The impoverished Eastside community was judged harshly. Passersby pointed at the trash on the street and the homes in disrepair as they drove through town, and shook their heads at the teenage drug dealers who idled on street corners looking bored or depressed.

I remember one young dealer—tall and lanky, without a wrinkle on his face—that I used to pass by almost every day. I assumed he was new to the trade when he appeared on my street in between my apartment and the local corner grocery, and I had no intention of speaking to him. Nope. I wasn’t giving encouragement.

Eventually, I noticed that he tended to frown and mutter at me when I passed by. I ignored him at first, but eventually his persistence made me curious. One day I stopped and listened. His hurried, garbled words astonished me.

“Teach me something,” he said.

If Jeff Sessions’ got his way, that young man would have been promptly arrested.

I didn’t know what to say. So, we talked. He did not need me to lecture him or tell him he was wasting his life. He knew that he was on a dead-end track, and that he was barely literate. He told me he had dropped out of high school. He had applied for jobs as a dishwasher, but never got called back. So he did the one thing he could do to make money.

At the end of our first conversation, I promised that I would “educate him” by telling him a new fact every day when I saw him on the corner.

This isn’t a cheesy Hollywood movie, so I’m not going to tell you that I changed his life by teaching him when the Constitution was ratified. No matter how many facts I shared, I could not give this young man what he really needed. I could not counteract the notoriously unequal South Carolina school system. I could not provide a decent summer job, a community energized by economic development, or a society committed to easing the plight of the people in poverty.

I knew I couldn’t do that when I started. And by the time he disappeared from the street corner a few months later, I was sure I hadn’t. He needed too much. The Eastside needed too much.

If Jeff Sessions’ got his way, that young man would have been promptly arrested and given the harshest possible sentence. For him, that’s the end of the problem. Put the criminal behind bars, and move on.

I would love to see that teenager teach Jeff Sessions a few facts.

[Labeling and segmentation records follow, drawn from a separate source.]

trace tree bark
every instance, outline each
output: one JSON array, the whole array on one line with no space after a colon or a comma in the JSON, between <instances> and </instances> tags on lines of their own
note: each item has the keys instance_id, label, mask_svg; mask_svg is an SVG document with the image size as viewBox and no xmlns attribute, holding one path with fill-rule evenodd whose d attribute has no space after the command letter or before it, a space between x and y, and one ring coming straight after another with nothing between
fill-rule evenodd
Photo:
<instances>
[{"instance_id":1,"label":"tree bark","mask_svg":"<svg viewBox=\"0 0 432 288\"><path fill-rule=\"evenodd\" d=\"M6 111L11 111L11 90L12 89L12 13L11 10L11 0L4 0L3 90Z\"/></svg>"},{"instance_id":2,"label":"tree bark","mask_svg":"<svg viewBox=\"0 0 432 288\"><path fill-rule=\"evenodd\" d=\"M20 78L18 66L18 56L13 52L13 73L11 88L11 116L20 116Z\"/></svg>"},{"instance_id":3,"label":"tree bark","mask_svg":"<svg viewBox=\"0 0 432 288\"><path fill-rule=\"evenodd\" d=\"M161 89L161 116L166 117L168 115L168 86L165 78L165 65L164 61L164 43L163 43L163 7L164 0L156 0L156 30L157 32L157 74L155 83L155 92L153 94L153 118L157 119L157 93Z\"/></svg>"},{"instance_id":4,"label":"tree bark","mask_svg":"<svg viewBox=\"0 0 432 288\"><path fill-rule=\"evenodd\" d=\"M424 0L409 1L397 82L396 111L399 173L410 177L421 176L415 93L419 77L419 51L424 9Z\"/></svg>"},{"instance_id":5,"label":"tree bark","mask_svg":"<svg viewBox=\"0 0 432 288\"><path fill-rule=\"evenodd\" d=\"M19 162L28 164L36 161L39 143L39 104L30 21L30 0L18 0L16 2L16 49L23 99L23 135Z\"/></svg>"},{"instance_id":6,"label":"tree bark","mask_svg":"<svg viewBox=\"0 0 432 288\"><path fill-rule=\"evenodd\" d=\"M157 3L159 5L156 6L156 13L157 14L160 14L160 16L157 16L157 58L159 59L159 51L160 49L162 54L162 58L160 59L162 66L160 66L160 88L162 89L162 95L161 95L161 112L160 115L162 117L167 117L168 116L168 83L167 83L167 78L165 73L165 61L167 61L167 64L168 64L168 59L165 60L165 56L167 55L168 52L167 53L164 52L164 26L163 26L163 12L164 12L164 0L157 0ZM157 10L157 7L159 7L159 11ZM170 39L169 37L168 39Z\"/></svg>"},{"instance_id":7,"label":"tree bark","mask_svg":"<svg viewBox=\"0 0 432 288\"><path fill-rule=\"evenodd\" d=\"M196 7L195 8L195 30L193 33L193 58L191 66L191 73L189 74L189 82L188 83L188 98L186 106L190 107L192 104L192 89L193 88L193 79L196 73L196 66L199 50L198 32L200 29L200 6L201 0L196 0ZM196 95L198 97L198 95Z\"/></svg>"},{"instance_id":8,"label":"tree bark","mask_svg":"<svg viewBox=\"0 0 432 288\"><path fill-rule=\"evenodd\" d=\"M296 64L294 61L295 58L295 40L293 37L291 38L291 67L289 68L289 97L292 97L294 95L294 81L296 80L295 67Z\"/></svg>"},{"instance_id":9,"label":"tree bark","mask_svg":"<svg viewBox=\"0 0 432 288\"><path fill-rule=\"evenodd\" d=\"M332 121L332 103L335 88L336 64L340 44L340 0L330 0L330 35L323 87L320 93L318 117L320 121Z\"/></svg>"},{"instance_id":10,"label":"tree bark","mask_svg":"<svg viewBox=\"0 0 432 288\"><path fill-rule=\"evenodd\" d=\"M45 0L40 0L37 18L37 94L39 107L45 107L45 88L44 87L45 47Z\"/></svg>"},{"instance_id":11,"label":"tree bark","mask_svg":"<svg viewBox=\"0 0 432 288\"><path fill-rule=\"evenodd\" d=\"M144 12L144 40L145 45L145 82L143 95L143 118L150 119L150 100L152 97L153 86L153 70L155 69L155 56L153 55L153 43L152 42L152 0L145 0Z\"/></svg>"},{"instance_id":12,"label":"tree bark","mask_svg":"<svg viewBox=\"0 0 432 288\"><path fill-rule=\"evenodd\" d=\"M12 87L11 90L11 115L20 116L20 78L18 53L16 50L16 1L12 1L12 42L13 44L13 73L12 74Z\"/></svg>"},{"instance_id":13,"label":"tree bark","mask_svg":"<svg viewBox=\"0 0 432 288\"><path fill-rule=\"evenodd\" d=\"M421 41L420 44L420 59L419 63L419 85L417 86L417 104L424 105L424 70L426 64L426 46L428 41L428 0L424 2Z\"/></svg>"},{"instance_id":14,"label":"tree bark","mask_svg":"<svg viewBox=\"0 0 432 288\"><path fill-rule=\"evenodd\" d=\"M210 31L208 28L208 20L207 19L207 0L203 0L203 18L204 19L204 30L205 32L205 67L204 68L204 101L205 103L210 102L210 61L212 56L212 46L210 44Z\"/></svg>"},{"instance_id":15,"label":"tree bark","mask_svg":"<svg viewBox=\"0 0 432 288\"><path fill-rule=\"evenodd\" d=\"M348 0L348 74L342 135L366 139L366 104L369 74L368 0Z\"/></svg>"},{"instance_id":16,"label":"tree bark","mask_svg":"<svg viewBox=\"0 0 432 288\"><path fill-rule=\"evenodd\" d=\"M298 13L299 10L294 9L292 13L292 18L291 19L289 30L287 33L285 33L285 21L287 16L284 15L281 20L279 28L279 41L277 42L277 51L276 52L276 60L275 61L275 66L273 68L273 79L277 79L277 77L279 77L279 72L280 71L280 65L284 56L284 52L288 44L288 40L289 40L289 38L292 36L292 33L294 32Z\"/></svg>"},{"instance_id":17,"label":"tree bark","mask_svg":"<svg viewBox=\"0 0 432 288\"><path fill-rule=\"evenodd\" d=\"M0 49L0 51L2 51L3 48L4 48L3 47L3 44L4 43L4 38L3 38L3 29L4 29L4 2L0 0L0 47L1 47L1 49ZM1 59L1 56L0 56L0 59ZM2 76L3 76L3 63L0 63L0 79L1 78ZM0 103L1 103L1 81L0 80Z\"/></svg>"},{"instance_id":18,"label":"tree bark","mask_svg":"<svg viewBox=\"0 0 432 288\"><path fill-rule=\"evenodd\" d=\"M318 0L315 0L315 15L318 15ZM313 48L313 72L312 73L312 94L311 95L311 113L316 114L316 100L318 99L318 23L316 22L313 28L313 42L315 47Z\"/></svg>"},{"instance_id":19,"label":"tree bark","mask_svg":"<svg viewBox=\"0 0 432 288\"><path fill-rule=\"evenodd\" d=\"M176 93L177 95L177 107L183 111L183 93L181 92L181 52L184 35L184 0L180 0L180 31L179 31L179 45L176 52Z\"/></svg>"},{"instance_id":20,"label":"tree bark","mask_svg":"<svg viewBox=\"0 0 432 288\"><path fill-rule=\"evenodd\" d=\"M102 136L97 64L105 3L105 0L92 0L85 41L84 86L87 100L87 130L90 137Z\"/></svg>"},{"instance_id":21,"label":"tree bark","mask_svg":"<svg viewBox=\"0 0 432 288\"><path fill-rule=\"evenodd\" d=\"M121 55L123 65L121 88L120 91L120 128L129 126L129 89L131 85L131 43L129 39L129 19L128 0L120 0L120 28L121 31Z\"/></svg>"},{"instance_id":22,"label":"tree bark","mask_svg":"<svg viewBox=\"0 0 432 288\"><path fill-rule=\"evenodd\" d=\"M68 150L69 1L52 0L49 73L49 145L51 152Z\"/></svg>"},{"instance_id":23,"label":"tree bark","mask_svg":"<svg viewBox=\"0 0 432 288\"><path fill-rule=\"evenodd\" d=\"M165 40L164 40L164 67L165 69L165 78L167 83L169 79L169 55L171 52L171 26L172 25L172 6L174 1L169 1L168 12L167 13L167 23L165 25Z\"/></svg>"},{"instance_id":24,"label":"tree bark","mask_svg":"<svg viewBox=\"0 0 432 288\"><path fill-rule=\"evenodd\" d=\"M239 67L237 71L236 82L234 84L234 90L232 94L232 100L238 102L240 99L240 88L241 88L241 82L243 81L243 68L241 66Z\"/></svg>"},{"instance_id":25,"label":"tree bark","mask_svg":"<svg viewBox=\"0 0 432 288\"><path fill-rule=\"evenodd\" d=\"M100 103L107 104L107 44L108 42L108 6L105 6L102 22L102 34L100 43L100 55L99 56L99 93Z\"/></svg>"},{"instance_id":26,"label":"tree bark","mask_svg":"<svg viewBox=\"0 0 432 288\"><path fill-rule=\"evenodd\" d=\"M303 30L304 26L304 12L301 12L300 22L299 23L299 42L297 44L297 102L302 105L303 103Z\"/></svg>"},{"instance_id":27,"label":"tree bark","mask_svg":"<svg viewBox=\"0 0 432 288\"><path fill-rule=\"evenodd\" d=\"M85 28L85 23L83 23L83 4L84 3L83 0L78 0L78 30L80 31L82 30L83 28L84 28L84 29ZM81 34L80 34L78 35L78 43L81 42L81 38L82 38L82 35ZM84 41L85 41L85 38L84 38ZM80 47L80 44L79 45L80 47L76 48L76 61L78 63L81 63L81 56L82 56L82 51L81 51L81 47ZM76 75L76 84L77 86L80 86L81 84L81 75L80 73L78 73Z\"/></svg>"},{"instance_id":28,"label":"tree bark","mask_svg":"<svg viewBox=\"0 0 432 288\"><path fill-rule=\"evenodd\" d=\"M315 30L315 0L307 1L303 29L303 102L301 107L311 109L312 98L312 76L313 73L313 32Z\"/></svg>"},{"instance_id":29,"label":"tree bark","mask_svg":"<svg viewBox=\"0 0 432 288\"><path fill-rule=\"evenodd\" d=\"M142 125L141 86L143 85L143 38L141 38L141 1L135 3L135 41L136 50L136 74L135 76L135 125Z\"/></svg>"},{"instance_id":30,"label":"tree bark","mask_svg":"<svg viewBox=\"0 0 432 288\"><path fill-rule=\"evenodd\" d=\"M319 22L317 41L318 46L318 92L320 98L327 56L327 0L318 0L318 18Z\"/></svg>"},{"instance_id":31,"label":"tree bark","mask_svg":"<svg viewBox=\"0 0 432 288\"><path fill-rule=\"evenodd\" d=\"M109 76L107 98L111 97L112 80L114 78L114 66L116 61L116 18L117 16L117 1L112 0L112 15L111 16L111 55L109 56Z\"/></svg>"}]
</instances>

I would love to see him tell the Attorney General what it’s like to be young, black, and full of hope for a better life and opportunities, but facing bleak options.

Maybe Sessions would learn that the law enforcement policies he favors will only perpetuate a vicious cycle of wasted lives. Maybe Sessions would learn that educational programs, substance abuse counseling, and economic opportunity accomplish more than harsh sentences.

Maybe.

Or maybe Sessions will at least soon learn what it’s like to be unemployed—after the Donald fires Sessions during one of his tweetstorms.